President Donald Trump’s use of the military to carry out deportations of migrants, in support of the Department of Homeland Security, has previously come under intense scrutiny from Congress and from courts.
But a flight on March 30 from a U.S. military base at Guantanamo Bay, Cuba, to El Salvador was different because of disclosures that no DHS personnel participated in the flight. At the time, the Pentagon declared it a “counter-terrorism” mission, a move that appears to be its justification for conducting the flight without any civilian personnel aboard.
In a letter to the Department of Defense acting Inspector General Steven Stebbins, Senator Jack Reed, the top Democrat on the Senate Armed Services Committee, said he was unaware of any counter-terrorism authorities that would allow for such a flight.

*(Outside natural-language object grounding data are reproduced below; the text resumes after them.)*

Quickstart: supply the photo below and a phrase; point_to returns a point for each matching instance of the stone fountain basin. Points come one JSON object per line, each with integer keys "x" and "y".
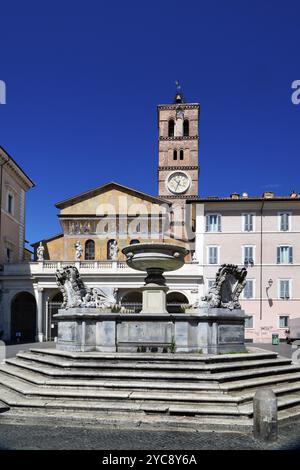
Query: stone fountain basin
{"x": 162, "y": 256}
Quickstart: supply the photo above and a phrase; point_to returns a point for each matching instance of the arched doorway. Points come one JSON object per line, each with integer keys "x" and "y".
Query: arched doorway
{"x": 53, "y": 306}
{"x": 23, "y": 318}
{"x": 132, "y": 301}
{"x": 174, "y": 302}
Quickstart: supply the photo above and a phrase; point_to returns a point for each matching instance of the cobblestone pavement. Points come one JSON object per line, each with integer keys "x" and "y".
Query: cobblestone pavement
{"x": 21, "y": 437}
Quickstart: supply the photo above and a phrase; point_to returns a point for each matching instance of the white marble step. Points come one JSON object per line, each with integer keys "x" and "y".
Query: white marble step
{"x": 153, "y": 374}
{"x": 39, "y": 379}
{"x": 142, "y": 374}
{"x": 12, "y": 398}
{"x": 253, "y": 354}
{"x": 30, "y": 390}
{"x": 55, "y": 361}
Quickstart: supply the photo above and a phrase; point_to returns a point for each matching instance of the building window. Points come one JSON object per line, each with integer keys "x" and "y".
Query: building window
{"x": 10, "y": 203}
{"x": 171, "y": 128}
{"x": 8, "y": 255}
{"x": 134, "y": 241}
{"x": 213, "y": 255}
{"x": 248, "y": 255}
{"x": 248, "y": 292}
{"x": 284, "y": 321}
{"x": 284, "y": 255}
{"x": 284, "y": 222}
{"x": 112, "y": 249}
{"x": 186, "y": 128}
{"x": 249, "y": 322}
{"x": 89, "y": 253}
{"x": 248, "y": 222}
{"x": 213, "y": 223}
{"x": 284, "y": 289}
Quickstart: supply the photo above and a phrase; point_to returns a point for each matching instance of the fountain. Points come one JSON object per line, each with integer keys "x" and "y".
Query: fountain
{"x": 92, "y": 319}
{"x": 155, "y": 259}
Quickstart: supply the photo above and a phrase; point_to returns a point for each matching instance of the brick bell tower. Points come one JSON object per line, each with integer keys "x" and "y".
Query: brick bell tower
{"x": 178, "y": 145}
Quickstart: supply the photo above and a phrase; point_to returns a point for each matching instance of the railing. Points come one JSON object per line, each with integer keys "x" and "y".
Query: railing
{"x": 85, "y": 266}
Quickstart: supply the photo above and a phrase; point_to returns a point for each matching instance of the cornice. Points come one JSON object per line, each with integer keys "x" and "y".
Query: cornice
{"x": 191, "y": 137}
{"x": 180, "y": 196}
{"x": 177, "y": 105}
{"x": 160, "y": 168}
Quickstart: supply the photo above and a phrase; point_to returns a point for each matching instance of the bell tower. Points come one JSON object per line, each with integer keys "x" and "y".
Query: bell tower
{"x": 178, "y": 144}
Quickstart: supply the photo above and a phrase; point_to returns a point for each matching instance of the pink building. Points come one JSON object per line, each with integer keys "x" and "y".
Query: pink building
{"x": 261, "y": 233}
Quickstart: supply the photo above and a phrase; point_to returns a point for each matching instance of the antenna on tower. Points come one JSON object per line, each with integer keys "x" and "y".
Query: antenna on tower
{"x": 178, "y": 86}
{"x": 179, "y": 95}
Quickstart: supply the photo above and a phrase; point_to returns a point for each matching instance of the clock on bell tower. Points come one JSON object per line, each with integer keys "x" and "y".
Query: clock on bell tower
{"x": 178, "y": 143}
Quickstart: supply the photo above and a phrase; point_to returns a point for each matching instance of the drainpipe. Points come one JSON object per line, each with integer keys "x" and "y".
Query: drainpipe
{"x": 1, "y": 189}
{"x": 261, "y": 261}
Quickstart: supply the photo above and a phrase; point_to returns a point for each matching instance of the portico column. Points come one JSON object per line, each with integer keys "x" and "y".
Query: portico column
{"x": 200, "y": 229}
{"x": 39, "y": 302}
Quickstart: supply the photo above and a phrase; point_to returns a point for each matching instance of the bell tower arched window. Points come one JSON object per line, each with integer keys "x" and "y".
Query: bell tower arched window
{"x": 89, "y": 252}
{"x": 171, "y": 128}
{"x": 186, "y": 128}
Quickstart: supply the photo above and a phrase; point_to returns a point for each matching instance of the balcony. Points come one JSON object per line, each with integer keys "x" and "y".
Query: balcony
{"x": 36, "y": 268}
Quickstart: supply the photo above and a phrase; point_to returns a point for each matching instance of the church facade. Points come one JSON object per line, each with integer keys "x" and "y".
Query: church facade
{"x": 261, "y": 233}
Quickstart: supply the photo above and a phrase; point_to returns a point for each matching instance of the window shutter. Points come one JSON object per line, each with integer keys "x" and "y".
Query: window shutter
{"x": 249, "y": 223}
{"x": 278, "y": 255}
{"x": 290, "y": 254}
{"x": 287, "y": 289}
{"x": 281, "y": 293}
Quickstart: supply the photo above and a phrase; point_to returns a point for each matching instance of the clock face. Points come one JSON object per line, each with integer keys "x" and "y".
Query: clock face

“We understand there were no personnel from the Department of Homeland Security on this flight … contrary to longstanding DOD policy and practice,” Reed wrote in the letter, seen by Reuters on Thursday.
The Inspector General’s office doesn’t typically comment on what investigations it has granted but officials say such requests are taken seriously, particularly when they come from such a senior lawmaker.
Reed asked that the investigation look into the military chain of command authorizing the flight, any internal legal review, and “whether this flight complied with federal law.”